Varicella occurs at an increased rate during pregnancy, but mortality is not higher than that among men and non-pregnant women.

=== Parasitic infections ===
The risk of severe malaria by Plasmodium falciparum is three times as high in pregnant women, with a median maternal mortality of 40% reported in studies in the Asia–Pacific region. In women where the pregnancy is not the first, malaria infection is more often asymptomatic, even at high parasitic loads, compared to women having their first pregnancy. There is a decreasing susceptibility to malaria with increasing parity, probably due to immunity to pregnancy-specific antigens. Young maternal age and increases the risk. Studies differ whether the risk is different in different trimesters. Limited data suggest that malaria caused by Plasmodium vivax is also more severe during pregnancy.

=== Fungal infections ===
Severe and disseminated coccidioidomycosis has been reported to occur in increased frequency in pregnant women in several reports and case series, but subsequent large surveys, with the overall risk being rather low.

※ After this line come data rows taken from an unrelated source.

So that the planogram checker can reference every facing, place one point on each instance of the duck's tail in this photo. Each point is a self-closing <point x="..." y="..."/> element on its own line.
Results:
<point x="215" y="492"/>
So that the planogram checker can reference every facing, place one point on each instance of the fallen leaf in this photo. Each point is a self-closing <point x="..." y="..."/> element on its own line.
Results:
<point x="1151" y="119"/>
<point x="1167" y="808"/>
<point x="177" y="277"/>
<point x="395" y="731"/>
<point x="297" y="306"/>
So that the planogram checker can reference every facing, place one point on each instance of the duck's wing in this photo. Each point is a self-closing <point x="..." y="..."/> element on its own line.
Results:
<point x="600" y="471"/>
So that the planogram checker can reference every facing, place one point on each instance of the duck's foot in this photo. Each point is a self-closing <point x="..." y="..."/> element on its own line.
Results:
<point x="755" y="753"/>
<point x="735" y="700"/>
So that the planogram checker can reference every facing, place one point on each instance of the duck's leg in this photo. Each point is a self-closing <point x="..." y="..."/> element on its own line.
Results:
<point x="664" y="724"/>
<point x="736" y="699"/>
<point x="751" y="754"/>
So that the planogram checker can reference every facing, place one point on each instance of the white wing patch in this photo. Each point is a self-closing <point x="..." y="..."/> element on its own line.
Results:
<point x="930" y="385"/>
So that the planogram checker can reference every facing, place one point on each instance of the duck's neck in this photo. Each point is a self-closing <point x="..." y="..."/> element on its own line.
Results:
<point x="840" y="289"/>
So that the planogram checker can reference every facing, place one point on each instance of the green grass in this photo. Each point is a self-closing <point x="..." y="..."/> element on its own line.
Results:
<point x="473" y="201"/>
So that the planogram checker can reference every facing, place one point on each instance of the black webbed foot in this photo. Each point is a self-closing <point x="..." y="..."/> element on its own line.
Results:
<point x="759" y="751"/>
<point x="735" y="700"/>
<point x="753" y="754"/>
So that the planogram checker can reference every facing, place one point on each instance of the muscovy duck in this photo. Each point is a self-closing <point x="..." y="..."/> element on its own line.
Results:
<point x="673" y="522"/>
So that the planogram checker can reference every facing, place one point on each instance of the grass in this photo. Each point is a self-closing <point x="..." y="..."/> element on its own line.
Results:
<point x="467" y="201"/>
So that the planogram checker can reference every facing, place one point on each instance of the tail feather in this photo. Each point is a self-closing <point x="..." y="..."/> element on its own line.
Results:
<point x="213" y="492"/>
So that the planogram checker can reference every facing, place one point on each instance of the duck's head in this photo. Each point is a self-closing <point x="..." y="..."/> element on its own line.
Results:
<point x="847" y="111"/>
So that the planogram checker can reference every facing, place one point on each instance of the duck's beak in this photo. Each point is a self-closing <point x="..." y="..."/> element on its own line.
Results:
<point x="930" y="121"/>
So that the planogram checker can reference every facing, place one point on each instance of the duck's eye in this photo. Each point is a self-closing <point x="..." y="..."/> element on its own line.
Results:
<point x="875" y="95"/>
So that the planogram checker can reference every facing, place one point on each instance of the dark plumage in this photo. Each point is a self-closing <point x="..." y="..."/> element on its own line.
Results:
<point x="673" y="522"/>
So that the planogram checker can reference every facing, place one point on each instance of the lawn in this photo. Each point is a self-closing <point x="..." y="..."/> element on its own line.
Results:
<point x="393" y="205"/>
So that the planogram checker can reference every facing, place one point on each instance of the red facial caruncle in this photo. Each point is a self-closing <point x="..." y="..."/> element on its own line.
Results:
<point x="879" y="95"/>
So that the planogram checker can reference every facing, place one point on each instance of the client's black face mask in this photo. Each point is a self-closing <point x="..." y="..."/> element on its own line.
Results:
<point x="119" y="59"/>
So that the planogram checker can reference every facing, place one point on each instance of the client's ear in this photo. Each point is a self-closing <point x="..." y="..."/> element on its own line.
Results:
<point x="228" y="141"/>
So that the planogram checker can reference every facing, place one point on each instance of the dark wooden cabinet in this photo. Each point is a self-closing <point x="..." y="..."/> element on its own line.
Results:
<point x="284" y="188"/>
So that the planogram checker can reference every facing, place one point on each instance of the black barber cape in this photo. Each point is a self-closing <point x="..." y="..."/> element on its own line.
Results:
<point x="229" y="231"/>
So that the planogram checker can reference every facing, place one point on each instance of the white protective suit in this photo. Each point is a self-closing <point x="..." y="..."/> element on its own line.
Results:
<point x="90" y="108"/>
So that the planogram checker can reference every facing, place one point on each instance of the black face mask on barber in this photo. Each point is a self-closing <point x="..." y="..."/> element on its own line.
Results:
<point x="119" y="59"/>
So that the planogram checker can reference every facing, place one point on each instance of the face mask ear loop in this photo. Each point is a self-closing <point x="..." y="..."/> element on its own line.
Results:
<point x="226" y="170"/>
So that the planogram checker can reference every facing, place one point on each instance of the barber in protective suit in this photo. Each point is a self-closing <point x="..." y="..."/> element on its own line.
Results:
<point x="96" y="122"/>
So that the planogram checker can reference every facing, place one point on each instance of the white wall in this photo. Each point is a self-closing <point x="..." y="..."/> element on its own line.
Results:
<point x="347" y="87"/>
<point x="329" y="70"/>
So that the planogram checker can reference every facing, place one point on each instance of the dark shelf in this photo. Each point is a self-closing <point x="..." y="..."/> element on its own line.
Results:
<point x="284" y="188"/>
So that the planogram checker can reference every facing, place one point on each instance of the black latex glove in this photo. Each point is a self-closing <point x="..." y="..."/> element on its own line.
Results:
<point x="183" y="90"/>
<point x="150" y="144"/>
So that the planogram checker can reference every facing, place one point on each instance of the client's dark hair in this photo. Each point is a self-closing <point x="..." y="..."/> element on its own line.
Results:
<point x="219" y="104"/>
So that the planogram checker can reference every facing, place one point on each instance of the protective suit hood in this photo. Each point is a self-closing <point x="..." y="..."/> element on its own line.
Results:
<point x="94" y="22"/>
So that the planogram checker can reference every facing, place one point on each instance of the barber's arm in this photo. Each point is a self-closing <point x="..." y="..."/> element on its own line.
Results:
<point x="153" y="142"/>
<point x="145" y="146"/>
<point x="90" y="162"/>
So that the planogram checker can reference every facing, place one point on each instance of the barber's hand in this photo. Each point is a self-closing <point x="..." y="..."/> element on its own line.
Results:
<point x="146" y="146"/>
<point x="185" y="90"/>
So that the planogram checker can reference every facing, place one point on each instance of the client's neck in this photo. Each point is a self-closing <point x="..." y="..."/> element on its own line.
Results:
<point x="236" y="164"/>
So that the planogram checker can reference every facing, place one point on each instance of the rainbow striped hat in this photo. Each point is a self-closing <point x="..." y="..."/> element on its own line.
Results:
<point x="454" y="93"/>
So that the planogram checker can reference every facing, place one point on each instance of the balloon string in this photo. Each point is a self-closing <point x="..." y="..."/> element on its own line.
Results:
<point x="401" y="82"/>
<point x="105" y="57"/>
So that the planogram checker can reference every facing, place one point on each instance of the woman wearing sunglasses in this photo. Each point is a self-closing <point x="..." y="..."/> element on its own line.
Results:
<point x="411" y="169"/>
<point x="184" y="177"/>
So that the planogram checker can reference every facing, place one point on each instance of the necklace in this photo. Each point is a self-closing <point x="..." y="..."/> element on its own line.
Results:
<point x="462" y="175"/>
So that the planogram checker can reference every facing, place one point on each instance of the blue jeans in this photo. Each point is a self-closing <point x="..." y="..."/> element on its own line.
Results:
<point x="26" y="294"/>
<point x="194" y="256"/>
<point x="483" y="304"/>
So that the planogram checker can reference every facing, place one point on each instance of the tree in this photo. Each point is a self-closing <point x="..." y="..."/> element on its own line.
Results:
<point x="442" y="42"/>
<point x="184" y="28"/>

=== Bacterial infections ===
Listeriosis mostly occurs during the third trimester, with Hispanic women appearing to be at particular risk. Listeriosis is a vertically transmitted infection that may cause miscarriage, stillbirth, preterm birth, or serious neonatal disease.

== Severity and Complications ==
Some infections are vertically transmissible, meaning that they can be tramsitted from the mother to  an offspring in utero or at time of birth. This is particularly prevalent in certain viral infections. Examples of this phenomenom include the Human Immunodeficiency Virus (HIV), Zika virus, Herpes simplex virus, and Hepatitis virus. Pathogenic infections are a significant external factor contributing to infertility, spontaneous abortion, stillbirth, growth retardation, developmental anomalies, preterm birth, and increased neonatal morbidity and mortality.